Durante anos gastaram todas as horas “livres” escrevendo e panfleteando, denunciando e avacalhando a pelegada. Além de debater, planejar e executar, no exclusivo plano do imaginário, todas as revoluções possíveis – da política internacional ao quotidiano dos lares pequeno-burgueses.

Antônio morava em Porto Alegre e Jesus, quase todo fim de semana, deixava sua casa numa cidade próxima e  tomava o caminho da capital para lá mergulhar de cabeça na revolução… e na cachaça! Até que um belo dia Antônio resolveu voltar para a terrinha natal e removeu-se para uma cidadezinha sonolenta e microscópica a 600 km da metrópole, nas proximidades de Ijuí.

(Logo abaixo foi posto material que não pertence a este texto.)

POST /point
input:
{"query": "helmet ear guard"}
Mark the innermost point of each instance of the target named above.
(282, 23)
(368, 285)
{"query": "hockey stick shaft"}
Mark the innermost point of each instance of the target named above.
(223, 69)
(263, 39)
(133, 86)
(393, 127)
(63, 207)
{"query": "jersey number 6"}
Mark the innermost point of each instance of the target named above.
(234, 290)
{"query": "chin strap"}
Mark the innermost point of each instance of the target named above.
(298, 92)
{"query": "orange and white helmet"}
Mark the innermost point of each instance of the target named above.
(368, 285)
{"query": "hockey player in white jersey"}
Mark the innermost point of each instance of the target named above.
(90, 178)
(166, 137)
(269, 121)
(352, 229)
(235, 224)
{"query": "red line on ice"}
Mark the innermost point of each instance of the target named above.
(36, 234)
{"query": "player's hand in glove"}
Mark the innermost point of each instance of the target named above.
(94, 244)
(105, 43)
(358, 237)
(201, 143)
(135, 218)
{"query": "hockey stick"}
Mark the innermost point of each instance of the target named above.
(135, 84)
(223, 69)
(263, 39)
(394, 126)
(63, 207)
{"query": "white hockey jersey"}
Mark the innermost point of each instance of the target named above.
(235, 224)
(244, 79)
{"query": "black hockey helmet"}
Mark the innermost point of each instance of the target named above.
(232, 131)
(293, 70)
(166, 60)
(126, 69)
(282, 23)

Sempre que havia alguma assembléia ou congresso no sindicato, Antônio vinha a Porto Alegre, e eram raras as férias ou licenças-prêmios em que Jesus não atravessava o Estado para ir visitar o amigo. Nestas ocasiões retomavam, com todo a enxurrada alcoólica possível, suas tertúlias filosóficas e políticas, aonde se encontrassem, do bar da esquina à quadra de esportes do quartel local, eventualmente aberta ao público.

Mas, além dos encontros eventuais, continuaram a se falar diariamente. Nos primeiros anos, as conversas era telefônicas.  E, com exceção dos fins de semana, eram um tanto curtas. Mas, com o avanço da tecnologia no início do século, a internet entrou com tudo na repartição em que trabalhavam. E, com o MSN em mãos, e pouquíssimo trabalho por fazer, Antônio passava o dia disparando mensagens pra Jesus. Que, lotado numa cidade  de uns 300.000 habitantes na Grande Porto Alegre, mal tinha tempo para se coçar, e tinha de fazer verdadeiros contorcionismos físicos e cerebrais para atender o amigo, enquanto derrubava as pilhas de trabalho.

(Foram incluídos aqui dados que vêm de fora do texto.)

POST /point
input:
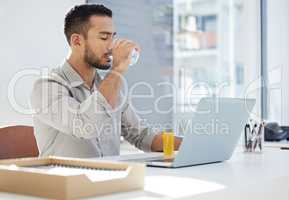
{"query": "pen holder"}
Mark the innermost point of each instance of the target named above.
(253, 137)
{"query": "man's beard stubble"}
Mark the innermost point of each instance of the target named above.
(92, 60)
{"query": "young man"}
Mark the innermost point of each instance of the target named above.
(76, 113)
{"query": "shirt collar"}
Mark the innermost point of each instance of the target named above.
(73, 77)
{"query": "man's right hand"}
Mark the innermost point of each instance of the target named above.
(121, 54)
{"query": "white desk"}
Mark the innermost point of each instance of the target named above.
(246, 176)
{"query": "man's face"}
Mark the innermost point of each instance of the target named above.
(98, 44)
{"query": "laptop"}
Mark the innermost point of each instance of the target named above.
(210, 134)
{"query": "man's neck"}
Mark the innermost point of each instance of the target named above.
(86, 72)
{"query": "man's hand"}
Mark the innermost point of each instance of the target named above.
(157, 144)
(121, 54)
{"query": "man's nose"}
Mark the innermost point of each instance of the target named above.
(110, 45)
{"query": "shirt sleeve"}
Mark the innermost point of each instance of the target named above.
(134, 131)
(53, 104)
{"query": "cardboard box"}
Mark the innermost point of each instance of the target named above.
(65, 178)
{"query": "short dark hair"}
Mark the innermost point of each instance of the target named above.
(77, 19)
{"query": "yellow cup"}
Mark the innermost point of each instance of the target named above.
(168, 144)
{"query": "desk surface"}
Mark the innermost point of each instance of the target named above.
(245, 175)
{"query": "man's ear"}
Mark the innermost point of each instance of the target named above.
(76, 40)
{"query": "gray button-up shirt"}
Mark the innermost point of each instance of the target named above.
(72, 120)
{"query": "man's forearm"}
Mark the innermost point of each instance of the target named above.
(110, 87)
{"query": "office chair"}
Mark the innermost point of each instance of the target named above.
(17, 142)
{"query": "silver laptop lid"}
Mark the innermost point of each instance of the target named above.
(213, 131)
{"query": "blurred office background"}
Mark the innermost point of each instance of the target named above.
(190, 49)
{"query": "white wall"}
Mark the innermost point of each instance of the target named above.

Até que um belo dia estourou (com a inspiração e decisiva participação da dupla, evidentemente) uma verdadeira bomba na repartição. Depois de meses fuçando e instigando questionamentos, havia vindo a público uma  monstruosa rateada da direção do sindicato. Mal vistos, e tidos por xiitas malucos pela maioria de seus colegas, de um dia para o outro Antônio e Jesus se tornaram heróis da moralidade e da combatividade sindical.

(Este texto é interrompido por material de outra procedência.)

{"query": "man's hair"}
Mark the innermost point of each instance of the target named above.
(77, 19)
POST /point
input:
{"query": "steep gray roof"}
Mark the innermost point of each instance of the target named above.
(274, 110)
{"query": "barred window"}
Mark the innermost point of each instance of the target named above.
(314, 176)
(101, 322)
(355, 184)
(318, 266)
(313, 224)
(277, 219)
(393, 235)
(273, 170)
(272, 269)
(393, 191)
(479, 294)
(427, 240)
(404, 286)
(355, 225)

Jesus, entusiasmado, começou, então a disparar uma mensagem após a outra para Antônio que surpreendemente, reclamou:

– Pára, tchê! Mais tarde teclamos. Agora tô “tri” ocupado!

Jesus, surpreendido com a indisponibilidade do amigo, resolveu tirar um sarro e ironizou:

– Ué? O que houve? Santo Cristo foi invadido por Ijuí? – e leu, na sincera e alva tela do computador, a mensagem escrita com sotaque:

– Non. Tô redigindo uma reclamação do salário das férias. Me pagaro errado!

– Puta que pariu! E eu pensei que era trabalho! Mas escuta aqui, tu viu só a sem-vergonhice do João? Sabia de tudo! E  ficou bem quietinho!

-Non…

– E  a Xirlene e o Menezes? Ficaram tão apavorados que ameçaram “renunçar” e ainda estão acusando o Edílio de ter armado tudo sozinho, sem o conhecimento deles! Tão pousando de moralistas, ainda os sem-vergonhas!

– Non! Me deixa escrever o ofício, porra!

– Do que tu tá reclamando? Vi agora mesmo tu escrever! Eu não tô te atrapalhando. Tu escreveu ali, ó: porra!

Na semana que se seguiu a verborragia eletrônica de Antônio transformou-se num sepulcral mutismo. Jesus quase arrancou os cabelos, preocupado com o amigo, e não sossegou enquanto este, ainda meio emburrado, depois de dias, finalmente retornou à ativa e disparou:

– Tu viu o fiasco da Nasa esta semana?